# Let's talk Phosphates



## BBradbury (Nov 8, 2010)

Hello nw...

The best ways I've found to control algae is have a thick growth of Anacharis floating in the tank and change out a lot of tank water every week. This does a couple of things: The Anacharis uses the added nutrients and gives off a mild toxin that retards the growth of most kinds of algae. The large, frequent water change removes excess nutrients and maintains a steady water chemistry.

B


----------



## klibs (May 1, 2014)

You don't just 'get algae' because you lack phosphates. Of course plants need some phosphates to grow well. How much they need depends on a LOT of factors (light, type of plant, CO2 use, etc...). This is why people dose EI - to make sure nutrient deficiencies are never an option. Generally you have too much light / not enough plants. This is the MOST COMMON cause for having algae. People spend too much time worrying about specific levels of nutrients when really their problem is much more obvious. As always - more info on your setup and pics of your tank would help diagnosis.
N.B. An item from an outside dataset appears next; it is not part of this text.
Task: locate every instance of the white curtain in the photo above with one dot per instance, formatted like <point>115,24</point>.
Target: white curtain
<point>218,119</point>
Here is my general 'why you probably have algae response':



klibs said:


> Here is my basic understanding after a few years of (trying) to do this stuff right.
> 
> you need to supply your tank with enough light, CO2, ferts, etc in order for plants to harness that energy and turn it into growth. Algae is an extremely simple organism and is able to utilize these sources much more easily to grow itself. However if your plants are healthy and using up all of the resources that algae would otherwise use (growing healthy and at a good rate) then algae will essentially 'lose the battle' and not show its face in your tank.
> 
> ...


----------



## nwcorner (Nov 20, 2014)

I am really asking because I wonder how phosphorous as a macro nutrient relates to algae growth. Because of what I read when I see pictures of river deltas. I accept algae as an aspect of my tank. Thank you for your advice. 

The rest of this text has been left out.